Waarschijnlijkheidgolven in een kwantumomheining.

Kwantummechanica na tachtig jaar opgevolgd door nieuwe theorie?

Al tachtig jaar wordt kwantummechanica geplaagd door iets vreemds: een ‘waarnemer’ die een kwantumgolffunctie doet instorten en zo een wazig deeltje vastlegt op één plaats. Een nieuwe theorie slaagt er in om voor het eerst in tachtig jaar hier komaf mee te maken.

Waarschijnlijkheidgolven in een kwantumomheining.
Waarschijnlijkheidgolven in een kwantumomheining.

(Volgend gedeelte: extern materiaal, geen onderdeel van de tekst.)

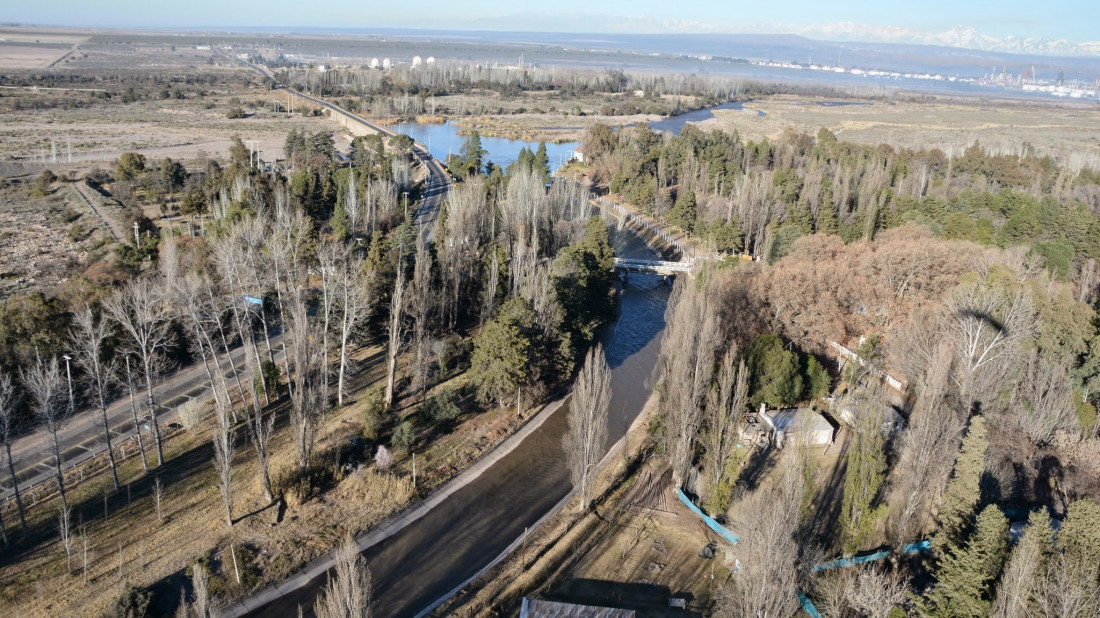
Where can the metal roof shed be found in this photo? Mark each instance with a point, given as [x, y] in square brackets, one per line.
[535, 608]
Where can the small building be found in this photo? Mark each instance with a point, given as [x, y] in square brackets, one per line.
[537, 608]
[798, 426]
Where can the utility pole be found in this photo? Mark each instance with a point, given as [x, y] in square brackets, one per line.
[68, 373]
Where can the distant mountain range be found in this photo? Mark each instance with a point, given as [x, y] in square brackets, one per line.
[964, 37]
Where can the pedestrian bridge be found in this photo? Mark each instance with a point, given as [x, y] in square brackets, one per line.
[657, 266]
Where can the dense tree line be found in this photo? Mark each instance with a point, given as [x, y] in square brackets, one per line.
[294, 272]
[760, 197]
[999, 359]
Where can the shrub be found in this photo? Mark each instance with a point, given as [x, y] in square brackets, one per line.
[190, 415]
[374, 410]
[404, 436]
[383, 459]
[133, 603]
[442, 408]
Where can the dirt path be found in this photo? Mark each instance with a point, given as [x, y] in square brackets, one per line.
[112, 225]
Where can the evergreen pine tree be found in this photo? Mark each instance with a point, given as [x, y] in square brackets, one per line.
[963, 490]
[541, 162]
[965, 576]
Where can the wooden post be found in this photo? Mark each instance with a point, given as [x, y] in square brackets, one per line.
[237, 571]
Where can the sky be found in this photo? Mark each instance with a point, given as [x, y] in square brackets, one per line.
[1075, 20]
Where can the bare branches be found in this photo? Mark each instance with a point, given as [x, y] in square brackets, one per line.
[7, 429]
[723, 415]
[223, 447]
[396, 333]
[145, 317]
[768, 521]
[585, 439]
[876, 593]
[987, 324]
[65, 529]
[1044, 401]
[348, 593]
[44, 383]
[688, 366]
[88, 337]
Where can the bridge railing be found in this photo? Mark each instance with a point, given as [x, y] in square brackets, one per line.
[624, 214]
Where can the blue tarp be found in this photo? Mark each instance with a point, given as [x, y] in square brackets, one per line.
[807, 605]
[708, 520]
[919, 547]
[851, 561]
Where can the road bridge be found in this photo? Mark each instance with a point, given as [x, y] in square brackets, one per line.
[657, 266]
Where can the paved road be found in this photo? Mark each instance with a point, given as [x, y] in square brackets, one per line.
[439, 179]
[81, 436]
[112, 225]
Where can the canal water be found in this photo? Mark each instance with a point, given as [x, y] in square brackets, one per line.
[441, 550]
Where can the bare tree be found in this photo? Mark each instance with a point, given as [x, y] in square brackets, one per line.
[396, 340]
[353, 301]
[141, 310]
[875, 593]
[65, 529]
[585, 438]
[927, 447]
[133, 410]
[157, 498]
[84, 541]
[200, 584]
[44, 383]
[1065, 594]
[348, 593]
[223, 456]
[1025, 570]
[305, 393]
[688, 366]
[1044, 400]
[88, 338]
[422, 305]
[723, 414]
[768, 521]
[7, 429]
[987, 326]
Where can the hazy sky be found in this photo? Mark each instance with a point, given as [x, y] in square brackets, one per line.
[1076, 20]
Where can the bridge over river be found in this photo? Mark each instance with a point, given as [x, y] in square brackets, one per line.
[657, 266]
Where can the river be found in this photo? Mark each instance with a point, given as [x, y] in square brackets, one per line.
[443, 139]
[441, 550]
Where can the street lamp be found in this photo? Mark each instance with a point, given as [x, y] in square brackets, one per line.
[68, 374]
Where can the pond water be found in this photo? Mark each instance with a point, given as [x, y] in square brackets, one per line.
[433, 554]
[675, 123]
[444, 139]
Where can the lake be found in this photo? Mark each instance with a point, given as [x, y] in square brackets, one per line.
[444, 139]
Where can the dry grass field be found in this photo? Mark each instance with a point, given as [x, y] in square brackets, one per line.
[132, 545]
[45, 239]
[183, 129]
[1064, 130]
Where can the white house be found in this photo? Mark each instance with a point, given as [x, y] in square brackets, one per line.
[798, 426]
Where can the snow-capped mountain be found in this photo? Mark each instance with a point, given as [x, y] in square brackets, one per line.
[965, 37]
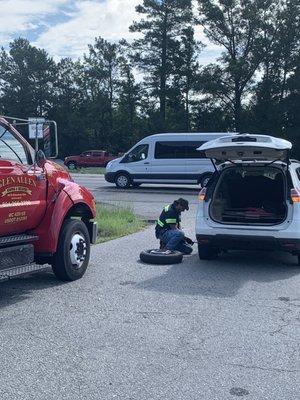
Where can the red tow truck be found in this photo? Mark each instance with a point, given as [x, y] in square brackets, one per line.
[45, 218]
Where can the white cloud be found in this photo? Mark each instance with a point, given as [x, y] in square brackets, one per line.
[19, 16]
[109, 19]
[86, 20]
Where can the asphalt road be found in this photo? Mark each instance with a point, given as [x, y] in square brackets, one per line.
[218, 330]
[147, 200]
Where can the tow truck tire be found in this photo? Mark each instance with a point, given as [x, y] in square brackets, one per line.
[161, 257]
[73, 253]
[207, 252]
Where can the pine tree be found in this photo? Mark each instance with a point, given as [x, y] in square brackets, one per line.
[161, 28]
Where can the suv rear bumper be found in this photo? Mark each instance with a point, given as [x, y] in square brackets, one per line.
[246, 242]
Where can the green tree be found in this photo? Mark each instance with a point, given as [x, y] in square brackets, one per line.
[161, 28]
[27, 79]
[235, 26]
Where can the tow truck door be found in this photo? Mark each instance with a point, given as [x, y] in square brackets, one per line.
[23, 187]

Gapend gat in de kwantummechanica
Al bijna een eeuw is kwantummechanica zowel de succesvolste als meest raadselachtige theorie van de moderne wetenschap. We kunnen door kwantummechanische formules te gebruiken een werkelijk ongeëvenaarde nauwkeurigheid bereiken bij het voorspellen van natuurkundige fenomenen. Kwantummechanica was verantwoordelijk voor de komst van moderne techniek zoals halfgeleiders (dus computers), lasers en nog veel meer. Kwantummechanica bevat echter een groot gat: het is onbekend door wat voor proces precies golffuncties ineenstorten. Om dit raadsel op te lossen zijn tientallen zogeheten ‘interpretaties’ van de kwantummechanica bedacht, die echter geen van allen op dit moment door experimenten bevestigd of verworpen kunnen worden. Weinig bevredigend uiteraard.

Tijd voor de kettingzaag in het oerwoud aan kwantuminterpretaties
Meerdere Nobelprijswinnaars hebben opgeroepen dit storende gat in kwantummechanica te dichten, in Nederland Gerardus ’t Hoofd en in de VS Steven Weinberg, die kort geleden een blauwdruk heeft gepubliceerd van hoe een dergelijke ‘verbeterde’ kwantummechanica er uit zal komen te zien.  Er zijn al eerder pogingen gedaan om kwantummechanica te verbeteren, maar een nieuwe theorie, mede ontwikkeld door Weinberg, krijgt veel belangstelling. De nieuwe theorie is namelijk naadloos verweven met Einsteins speciale relativiteitstheorie. Tot nu toe zijn kwantummechanica en de algemene relativiteitstheorie van elkaar losstaande theorieën. De algemene relativiteitstheorie levert de ‘achtergrond’ waarop de kwantummechanica zich afspeelt.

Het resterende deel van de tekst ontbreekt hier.